This, we are meant to understand, is not wisdom. It is a sickness.
That same sickness is visible today. It once marched under slogans of justice. Now it hides behind hashtags and anarchist chic. Mobs that loot stores and torch police cars are defended as “mostly peaceful.” The assassination of a healthcare executive is met with celebration, and a distressing amount of equivocation: “I don’t support murder, but…”. And now, in this new phase, the symbols of innovation — electric cars, clean energy infrastructure — have become stand-ins for heretics to be punished. Why? Because Elon Musk has committed the cardinal sin of being on the other side.
It’s worth pausing on that for a moment. Musk is now public enemy number one not because of his products or his business practices, but because he refuses to play the role they’ve assigned him. He speaks out. He platforms dissent. He challenges orthodoxy. And he has ascended to the forefront of a political movement — yes, the one led by Donald Trump — that his opponents claim threatens democracy.
But let us ask plainly: what is democratic about smashing someone’s car because you dislike its manufacturer? What is democratic about threatening people into silence or intimidating them into boycotts? What is democratic about breaking laws that were democratically enacted? What is democratic about using destruction as a stand-in for persuasion?
Donald Trump was elected. His agenda, like it or not, was chosen by voters, and he has engaged Elon Musk to help him achieve his ends. Whatever else one might say about Trump, he has acted within the framework of our democratic system. The vandals, on the other hand, have not. They have no mandate, no office, no support beyond the mob. And so, like all those who fail in the marketplace of ideas, they turn to coercion.
This is not dissent. This is not protest. It is naked anti-democratic fury, a tantrum disguised as resistance, a jihad against civilization waged by people who could not win at the ballot box and so seek victory in the ashes.
Destruction, after all, is seductive. It is the cheapest substitute for creativity, the easiest path to feeling powerful. To build something — an idea, a business, a nation — requires effort, talent, discipline, self-denial, risk, and time. To destroy it? Just a rock through a window. Just a match and some gasoline. It is the preferred method of the envious, the embittered, and the irrelevant.
I used to say our politics were divided between the makers and the takers. But that’s no longer quite right. We are now divided between the builders and the breakers. Between those who labor to create and those who take perverse satisfaction in annihilation.
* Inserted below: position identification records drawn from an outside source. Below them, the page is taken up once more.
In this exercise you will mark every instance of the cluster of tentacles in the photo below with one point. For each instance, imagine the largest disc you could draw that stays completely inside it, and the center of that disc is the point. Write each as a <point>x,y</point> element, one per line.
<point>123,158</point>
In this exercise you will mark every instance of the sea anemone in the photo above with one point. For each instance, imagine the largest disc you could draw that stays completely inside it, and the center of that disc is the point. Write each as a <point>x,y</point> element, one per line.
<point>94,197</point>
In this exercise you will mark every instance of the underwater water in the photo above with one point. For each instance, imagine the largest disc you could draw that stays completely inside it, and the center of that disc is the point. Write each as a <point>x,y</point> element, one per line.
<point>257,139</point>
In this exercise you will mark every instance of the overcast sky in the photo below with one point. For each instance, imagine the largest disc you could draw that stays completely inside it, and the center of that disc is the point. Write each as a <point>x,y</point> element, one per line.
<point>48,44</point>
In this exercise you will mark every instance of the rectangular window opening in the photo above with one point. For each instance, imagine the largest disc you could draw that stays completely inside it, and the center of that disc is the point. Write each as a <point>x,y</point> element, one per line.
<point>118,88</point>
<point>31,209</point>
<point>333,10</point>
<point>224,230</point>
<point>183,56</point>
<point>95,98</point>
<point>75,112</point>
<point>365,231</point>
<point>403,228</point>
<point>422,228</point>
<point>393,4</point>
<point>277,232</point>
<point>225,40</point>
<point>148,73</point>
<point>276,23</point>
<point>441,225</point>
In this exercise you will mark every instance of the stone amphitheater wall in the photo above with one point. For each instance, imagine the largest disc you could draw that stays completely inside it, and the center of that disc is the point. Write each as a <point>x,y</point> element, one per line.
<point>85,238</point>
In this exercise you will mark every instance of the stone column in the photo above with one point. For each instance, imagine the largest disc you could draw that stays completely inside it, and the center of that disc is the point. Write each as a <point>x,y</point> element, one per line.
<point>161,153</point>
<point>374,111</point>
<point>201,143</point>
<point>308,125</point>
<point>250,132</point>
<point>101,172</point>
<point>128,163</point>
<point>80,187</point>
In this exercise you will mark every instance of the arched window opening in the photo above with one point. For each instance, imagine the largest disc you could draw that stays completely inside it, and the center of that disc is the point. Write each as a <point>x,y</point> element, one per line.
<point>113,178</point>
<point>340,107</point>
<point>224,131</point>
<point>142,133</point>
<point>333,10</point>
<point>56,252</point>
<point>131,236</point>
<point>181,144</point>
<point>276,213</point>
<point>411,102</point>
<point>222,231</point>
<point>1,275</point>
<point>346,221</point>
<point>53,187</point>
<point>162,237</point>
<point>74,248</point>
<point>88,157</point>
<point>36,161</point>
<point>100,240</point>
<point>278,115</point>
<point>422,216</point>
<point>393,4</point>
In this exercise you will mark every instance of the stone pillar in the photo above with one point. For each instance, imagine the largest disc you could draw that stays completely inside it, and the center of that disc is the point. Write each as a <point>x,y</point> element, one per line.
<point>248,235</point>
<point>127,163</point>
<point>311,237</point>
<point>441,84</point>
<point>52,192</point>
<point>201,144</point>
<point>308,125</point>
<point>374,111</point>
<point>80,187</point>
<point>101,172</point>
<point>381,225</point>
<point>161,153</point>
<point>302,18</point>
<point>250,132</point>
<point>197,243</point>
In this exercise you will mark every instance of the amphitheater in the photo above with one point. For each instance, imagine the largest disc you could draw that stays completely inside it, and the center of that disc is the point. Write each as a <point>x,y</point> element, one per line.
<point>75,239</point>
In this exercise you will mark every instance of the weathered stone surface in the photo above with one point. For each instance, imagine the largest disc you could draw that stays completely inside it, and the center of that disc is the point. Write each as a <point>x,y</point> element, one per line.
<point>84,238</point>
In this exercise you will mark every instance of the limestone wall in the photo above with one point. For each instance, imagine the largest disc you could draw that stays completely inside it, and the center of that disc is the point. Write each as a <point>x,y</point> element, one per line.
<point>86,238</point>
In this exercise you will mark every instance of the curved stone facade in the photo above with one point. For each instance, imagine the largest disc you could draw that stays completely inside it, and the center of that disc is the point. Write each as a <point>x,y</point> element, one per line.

Between those who believe the future is worth investing in, and those who can only find meaning in wrecking what others have made.
Because in the end, these anarcho-progressives don’t actually want progress. They don’t want dialogue. They don’t want solutions. What they want, what they enjoy, is the chaos. The breaking. The smoke and the noise and the false feeling of power that comes from destruction. They have nothing to offer the world, and so they’ve convinced themselves that the world deserves nothing better than to burn.
This isn’t justice. It’s not democracy. It’s just vandalism, dressed up in slogans.
And until we stop pretending otherwise, the devils will keep dancing in the ruins.